Site information
- Type: Hill castle
- Owner: Public
- Open to the public: No
- Condition: Inaccessible

Location
- Coordinates: 41°13′35″N 19°44′37″E﻿ / ﻿41.2265°N 19.7435°E

Site history
- Built: 9th century BC
- Built by: Unknown
- In use: Until 6th century AD
- Materials: Stone

= Dorëzi Fortress =

Fort in Tirana, Albania

The Dorëzi Fortress is situated close to Dorëz village in Albania, 5 km east of Pezë and 20 km southwest of Tirana.
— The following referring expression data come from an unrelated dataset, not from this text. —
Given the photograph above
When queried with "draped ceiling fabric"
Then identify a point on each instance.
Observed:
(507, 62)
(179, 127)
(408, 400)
It is the oldest in the Tirana County and dates to the 9th century BC.

==History==
The first archaeological expedition was performed in 1951. The ruins of the fortress are to be found in one of the highest hills of the Krrabë, at about 479 m above sea level. It is thought that Dimale may have been situated in the Dorëzi Fortress. The surrounding wall is in its southern part, and is 300 m long from east to west. The fortress construction seems to have had three phases—the first with raw stones, the second with carved blocks placed with no mortar (Hellenistic period) and the third with crushed stones and the use of mortar (4th–6th centuries AD). One can see the main entrance of the fortress. The presence of old vases that date to those centuries suggests that the site was inhabited until at least the 4th–6th centuries AD.